For the past few decades, man has been looking for a way to conserve energy without compromising his quality of life. One of the obvious (and increasingly popular) solutions to this competition to save both energy and electrical costs is by using energy efficient light bulbs (also known as Compact fluorescent lamps or lights- CFL for short) instead of incandescent bulbs. Although the CFL has been in existence for more than 30 years, just like the garage door, it’s origins go back way further than that. So who, exactly, invented compact fluorescent light bulbs?
The history of the fluorescent lamp dates back to the 1890s, when its parent bulb was invented by Peter Cooper Hewitt. These light bulbs were used for the photography industry, most commonly in photographic studios.

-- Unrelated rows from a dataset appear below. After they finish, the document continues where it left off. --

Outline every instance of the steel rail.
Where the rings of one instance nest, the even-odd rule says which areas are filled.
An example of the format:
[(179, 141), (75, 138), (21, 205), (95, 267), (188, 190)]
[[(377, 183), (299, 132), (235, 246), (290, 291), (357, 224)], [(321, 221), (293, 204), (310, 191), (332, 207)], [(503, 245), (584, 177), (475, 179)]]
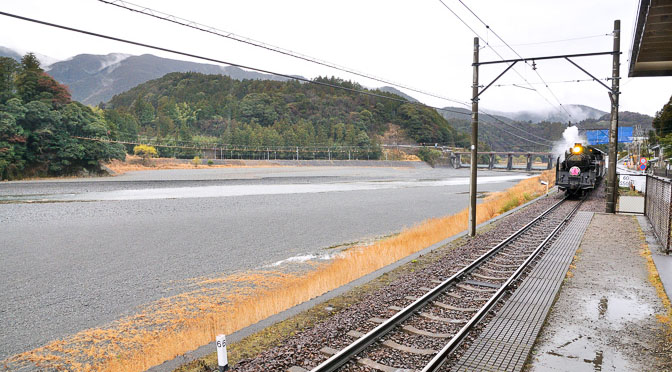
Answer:
[(376, 342), (381, 337), (385, 336), (388, 332), (393, 330), (401, 322), (403, 322), (404, 320), (408, 319), (410, 316), (415, 314), (418, 310), (420, 310), (420, 308), (424, 307), (428, 303), (432, 302), (435, 298), (439, 297), (450, 286), (459, 283), (462, 280), (463, 276), (477, 269), (479, 266), (481, 266), (481, 264), (483, 264), (483, 262), (487, 261), (502, 247), (510, 243), (513, 239), (515, 239), (522, 233), (524, 233), (533, 224), (535, 224), (536, 222), (544, 218), (547, 214), (549, 214), (551, 211), (556, 209), (565, 200), (567, 200), (567, 198), (563, 198), (559, 202), (553, 204), (550, 208), (548, 208), (542, 214), (537, 216), (534, 220), (530, 221), (525, 226), (521, 227), (518, 231), (511, 234), (506, 239), (502, 240), (499, 244), (490, 249), (488, 252), (481, 255), (479, 258), (477, 258), (472, 263), (462, 268), (457, 273), (453, 274), (450, 278), (446, 279), (441, 284), (434, 287), (431, 291), (427, 292), (425, 295), (414, 301), (412, 304), (398, 311), (392, 317), (390, 317), (385, 322), (378, 325), (376, 328), (369, 331), (364, 336), (358, 338), (355, 342), (346, 346), (344, 349), (334, 354), (317, 367), (313, 368), (310, 372), (334, 372), (338, 368), (342, 367), (344, 364), (346, 364), (348, 361), (354, 358), (357, 354), (365, 350), (369, 345)]
[[(563, 199), (563, 201), (566, 199)], [(509, 277), (509, 279), (495, 292), (495, 294), (488, 300), (488, 302), (481, 307), (481, 309), (453, 336), (453, 338), (448, 341), (448, 343), (441, 349), (431, 361), (422, 369), (421, 372), (435, 372), (445, 363), (448, 359), (448, 356), (457, 349), (458, 346), (462, 343), (465, 337), (471, 332), (471, 330), (478, 324), (478, 322), (485, 317), (485, 315), (492, 309), (493, 306), (501, 297), (510, 289), (511, 285), (518, 279), (518, 277), (523, 273), (532, 260), (534, 260), (539, 253), (544, 249), (544, 246), (558, 233), (564, 224), (569, 221), (570, 218), (576, 213), (579, 209), (585, 197), (579, 202), (572, 210), (567, 214), (567, 216), (558, 224), (558, 226), (553, 229), (553, 231), (542, 241), (537, 248), (532, 252), (525, 262), (523, 262), (520, 267)]]

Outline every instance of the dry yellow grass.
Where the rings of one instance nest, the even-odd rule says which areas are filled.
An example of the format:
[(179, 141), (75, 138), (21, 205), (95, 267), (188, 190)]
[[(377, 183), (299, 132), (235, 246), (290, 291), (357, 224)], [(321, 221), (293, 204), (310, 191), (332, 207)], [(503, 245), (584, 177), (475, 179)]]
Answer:
[[(111, 160), (105, 166), (112, 169), (117, 174), (124, 174), (131, 171), (141, 170), (157, 170), (157, 169), (194, 169), (196, 166), (192, 163), (181, 163), (174, 159), (150, 159), (146, 164), (142, 162), (142, 158), (135, 155), (126, 155), (126, 160), (121, 161), (117, 159)], [(231, 164), (213, 164), (202, 165), (201, 167), (208, 168), (233, 168), (242, 167)]]
[(646, 260), (646, 268), (649, 272), (649, 282), (656, 289), (656, 293), (658, 294), (658, 297), (663, 303), (663, 308), (665, 309), (663, 314), (656, 314), (656, 318), (665, 326), (667, 342), (672, 343), (672, 303), (670, 303), (670, 299), (665, 293), (663, 282), (660, 280), (658, 269), (656, 269), (656, 264), (653, 262), (653, 258), (651, 257), (651, 251), (649, 250), (649, 245), (646, 243), (644, 232), (639, 227), (639, 224), (636, 224), (636, 226), (639, 230), (640, 239), (642, 240), (640, 255)]
[[(478, 223), (546, 191), (526, 179), (478, 205)], [(551, 183), (552, 184), (552, 183)], [(195, 281), (195, 289), (159, 300), (107, 327), (90, 329), (5, 360), (5, 366), (139, 372), (340, 287), (467, 228), (467, 211), (427, 220), (393, 237), (342, 252), (303, 275), (259, 271)]]

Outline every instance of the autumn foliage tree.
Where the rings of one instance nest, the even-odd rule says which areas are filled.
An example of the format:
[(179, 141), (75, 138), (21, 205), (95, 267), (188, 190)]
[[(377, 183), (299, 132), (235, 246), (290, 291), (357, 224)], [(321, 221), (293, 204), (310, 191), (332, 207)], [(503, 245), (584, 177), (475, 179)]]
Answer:
[(111, 129), (102, 111), (72, 102), (33, 54), (20, 64), (0, 58), (0, 179), (98, 171), (99, 161), (122, 158), (123, 147), (75, 137)]

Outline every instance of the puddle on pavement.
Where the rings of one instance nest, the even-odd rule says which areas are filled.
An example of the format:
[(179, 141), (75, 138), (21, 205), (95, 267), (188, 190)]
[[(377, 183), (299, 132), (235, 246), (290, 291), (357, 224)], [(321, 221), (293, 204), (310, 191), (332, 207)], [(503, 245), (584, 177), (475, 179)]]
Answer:
[[(580, 310), (599, 328), (618, 330), (628, 323), (636, 323), (653, 316), (653, 308), (637, 300), (637, 296), (607, 295), (586, 301)], [(586, 328), (568, 324), (555, 334), (545, 350), (536, 355), (532, 371), (628, 371), (630, 363), (616, 347), (586, 334)], [(549, 350), (550, 348), (550, 350)]]
[(630, 363), (618, 351), (590, 336), (576, 335), (578, 329), (569, 326), (551, 341), (557, 345), (541, 355), (531, 371), (629, 371)]
[(585, 314), (591, 320), (606, 321), (610, 328), (618, 329), (628, 322), (653, 316), (651, 305), (634, 298), (602, 296), (586, 302)]
[[(530, 175), (509, 175), (481, 177), (479, 184), (502, 183), (529, 178)], [(438, 181), (392, 181), (392, 182), (347, 182), (284, 185), (227, 185), (202, 187), (171, 187), (138, 190), (115, 190), (103, 192), (85, 192), (81, 194), (51, 194), (0, 196), (0, 203), (7, 202), (53, 202), (53, 201), (92, 201), (92, 200), (147, 200), (147, 199), (184, 199), (213, 198), (248, 195), (310, 194), (339, 191), (384, 190), (413, 187), (439, 187), (468, 185), (469, 178), (458, 177)]]

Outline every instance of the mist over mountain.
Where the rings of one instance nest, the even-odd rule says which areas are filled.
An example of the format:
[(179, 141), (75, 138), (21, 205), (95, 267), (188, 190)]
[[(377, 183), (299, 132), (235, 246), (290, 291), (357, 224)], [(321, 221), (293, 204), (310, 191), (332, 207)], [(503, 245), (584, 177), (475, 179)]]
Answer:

The next generation of the fluorescent light was born in 1927, when Edmund Germer, Friedrich Meyer and Hans Spanner invented a high pressure vapor lamp, which they patented that year. A practical fluorescent lamp was created and sold in 1938 by George Inman, who had teamed up with the General Electric company. This lamp was patented in 1941. Inman and General Electric worked on creating lamps that were formulated in order to reduce the length of fluorescent light structures. The results: lamps that were U-shaped or circular. Thus the very first fluorescent light bulb was born. The first fluorescent bulb and fixture made their big debut at the New York World’s Fair in 1939.
The three dimensional spiral bulb (also known as a helical CFL) was not officially invented until nearly four decades later. General Electric’s engineer Edward Hammer developed the helical bulb in 1976, as a result of the 1973 oil crisis; however, this invention was shelved, despite the fact that the helical CFL design met all it’s intended goals. Eventually other companies began copying the bulb’s design, although it was another two decades before the helical lamps started being mass produced in China and readily available to the public. Sales have gradually increased over the last two decades.
The first successful screw-in bulb to replace incandescent light bulbs was the Phillips SL model, originally introduced in 1980. The screw-in lamp featured an integral ballast and a folded T4 tube, as well as secure tri-color phosphors and a mercury amalgam. In 1985, the first CFL to feature an electronic ballast was introduced via Osram’s EL model lamp.
As you can see, the compact fluorescent lamp has gradually evolved over the last century, and can’t really be credited to just one creator. It took many years of engineering to invent an energy efficient bulb to replace the typical incandescent bulbs. CFL’s have lifespans which can range from 6 times to 15 times longer as an incandescent bulb, and uses three to four times less power to create the same amount of brightness. CFL’s can be used to replace any incandescent light bulb in your home- in your ceiling light fixtures, in your lamps, in your porch light. You can even use a CFL in the outside lamp outside your garage door. The compact fluorescent lamp can light up just about any area in your home; not a bad feat for a bulb over a hundred years in the making!